Hadopi - Présentation du rapport d'information

Puis, la commission entend la présentation du rapport d'information sur la Hadopi, par M. Loïc Hervé et Mme Corinne Bouchoux.

Mme Corinne Bouchoux, co-rapporteur. - À titre liminaire, je souhaite remercier les circonstances qui m'ont permises d'être co-rapporteur d'une mission qui ne m'était initialement pas destinée et la commission de la culture, de l'éducation et de la communication de m'avoir donné l'occasion de travailler sur un sujet aux multiples enjeux.

Concept plusieurs fois centenaire, le droit d'auteur « à la française » peut être défini par le fait d'accorder, par le droit exclusif d'autoriser ou d'interdire, une garantie contre la concurrence déloyale et la contrefaçon pour les éditeurs et les producteurs, une reconnaissance de la création d'oeuvre originale pour les auteurs, ainsi que des droits voisins pour les prestations des artistes et interprètes.

Le numérique a profondément modifié les pratiques culturelles et déstabilisé les modalités d'application des droits d'auteur comme de financement de la création.
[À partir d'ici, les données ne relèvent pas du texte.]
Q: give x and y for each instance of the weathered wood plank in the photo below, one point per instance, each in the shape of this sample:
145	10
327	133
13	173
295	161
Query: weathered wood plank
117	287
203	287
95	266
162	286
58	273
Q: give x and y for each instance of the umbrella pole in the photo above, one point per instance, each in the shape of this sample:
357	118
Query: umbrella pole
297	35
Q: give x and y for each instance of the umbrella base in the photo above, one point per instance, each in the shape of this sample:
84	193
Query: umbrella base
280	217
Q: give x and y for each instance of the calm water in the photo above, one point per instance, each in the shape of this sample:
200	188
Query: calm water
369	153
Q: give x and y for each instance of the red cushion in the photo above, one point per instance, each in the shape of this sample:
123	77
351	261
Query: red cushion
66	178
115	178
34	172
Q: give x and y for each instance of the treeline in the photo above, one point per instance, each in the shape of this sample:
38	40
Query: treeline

Il a également permis une circulation des oeuvres dans un espace géographique infini et avec une rapidité jamais égalée. Dès lors, une adaptation du droit d'auteur à cette nouvelle réalité s'est imposée, non sans difficultés.

Quelque deux ans après l'adoption de la loi 1er août 2006 relative au droit d'auteur et aux droits voisins dans la société de l'information, dite DADVSI, dont les débats ont vu s'opposer vivement deux conceptions antagonistes quant aux solutions à apporter à la lutte contre le piratage et à la rémunération des créateurs, le Parlement est ainsi saisi, à l'automne 2008, du projet de loi favorisant la diffusion et la création sur Internet. Après plusieurs mois de discussions plutôt houleuses et une censure éclatante du Conseil constitutionnel, la Haute Autorité pour la diffusion des oeuvres et la protection des droits sur Internet (Hadopi) est créée par les lois du 12 juin 2009 favorisant la diffusion et la création sur Internet et du 28 octobre 2009 relative à la protection pénale de la propriété littéraire et artistique sur Internet.

Avec la Hadopi, le gouvernement d'alors avait cru imaginer la solution au piratage, à l'époque dominé par les réseaux « peer to peer ». Hélas, le bilan que nous allons vous présenter est mitigé. Il faut dire que la Hadopi, née dans la douleur, n'a jamais fait l'objet d'un consensus, ni politique, ni social. Est-ce là la cause de son échec relatif et, surtout, de sa mise à l'écart progressive des politiques de lutte contre la contrefaçon sur Internet ? Serait-ce plutôt les évolutions technologiques qui auraient rendu l'instrument obsolète ? Au contraire, bien pensé, le mécanisme n'aurait-il souffert que de l'opprobre général ?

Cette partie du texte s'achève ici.